Benkerishan’s opinions were alien to the region but refreshing to read nonetheless. In 2005 he wrote: “It’s not a democracy when a man can talk politics without being threatened. It’s a democracy when a woman can talk about her lover without being killed.” Benkerishan’s blog is (not surprisingly) blocked in the UAE. In August 2009 OpenNet published a report about the increasing level of Internet censorship in the UAE, noting that the government’s electronic surveillance departments were blocking blogs that offered “unorthodox perspectives on Islam” and cited three different addresses of Benkerishan’s website that were blocked by the Telecom Regulatory Authority. A fourth secret address that Benkerishan shared with me was not blocked. Although the Land of Sands was not necessarily a political blog, Benkerishan criticized the use of religion in politics, using what I suspect religiously-inclined individuals would deem as highly offensive cartoons. These included many that would mock religion and depict God ordering adherents to obey him.

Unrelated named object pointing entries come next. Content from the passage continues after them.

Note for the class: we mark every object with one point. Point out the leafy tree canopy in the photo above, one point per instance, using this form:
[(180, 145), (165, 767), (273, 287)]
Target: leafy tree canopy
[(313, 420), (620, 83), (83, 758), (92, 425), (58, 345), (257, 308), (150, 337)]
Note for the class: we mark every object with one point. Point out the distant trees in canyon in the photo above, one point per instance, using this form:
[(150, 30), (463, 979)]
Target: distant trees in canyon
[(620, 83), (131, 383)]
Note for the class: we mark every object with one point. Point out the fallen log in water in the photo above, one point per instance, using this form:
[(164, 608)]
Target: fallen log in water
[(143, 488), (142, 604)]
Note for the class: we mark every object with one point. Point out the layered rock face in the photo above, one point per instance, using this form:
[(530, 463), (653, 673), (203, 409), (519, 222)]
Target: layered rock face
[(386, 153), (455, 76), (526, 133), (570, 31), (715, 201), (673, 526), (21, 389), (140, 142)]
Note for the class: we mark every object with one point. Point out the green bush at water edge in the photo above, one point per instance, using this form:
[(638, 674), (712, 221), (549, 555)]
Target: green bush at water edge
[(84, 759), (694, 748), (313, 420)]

Other than being shut down, like the Lands of Sand, many other popular Gulf blogs were, for unknown reasons, either discontinued voluntarily or rarely updated, such as Reem Site, the Religious Policeman, and Wardat Al Khaleej. Every Gulf Arab state has detained and arrested bloggers either prior to or during the 2011 Arab uprisings. Qatar, for example, arrested and released Sultan Al-Khulaifi along with three others in March of this year. The UAE arrested and released Ahmed Mansour and four other activists. Oman arrested and then released Abdullah al-‘Aisari as well as several others. Kuwait surpassed other Gulf states, detaining several social media activists in 2011 beginning with Mohamed Al-Jassem and carrying through to Twitter activists Hamad Al-Olayan, Tariq Al-Mutairi, and Nasser Abul among others.
Arresting bloggers is not an exclusively Gulf Arab phenomenon. Today, in post Mubarak Egypt, some of the most high-profile detained and jailed civilians are bloggers such as Alaa Abdel Fattah and Maikel Nabil Sanad, whose peaceful activism was deemed to be too risky to tolerate. Egypt has also deported bloggers such as the Lebanese Imad Bazzi in September 2011 after interrogating him over his relationship with the above-mentioned Egyptian bloggers. Other Arab bloggers who were detained include the Syrian Razan Gazzawi, whose account continued to be updated by her friends during her two week detention. Previously, the Palestinian Authority detained atheist blogger Waleed Al-Husseini “for his own safety” after publishing this blog entry. And after arresting twenty-six-year-old blogger ElBachir Hazzam in 2009, Morocco arrested Mohamed Douas in September 2011 along with two others.
In dealing with popular online activists, the Gulf Arab states seem to follow the very same textbook. If the purpose of detaining bloggers is to silence them, it is a failed formula as we have seen over and over again: these bloggers leave prison more resilient and motivated to work harder for what they believe in. As the case of Fouad Al Farhan illustrates: “First they ignore you, then they laugh at you, then they fight you, then you win.”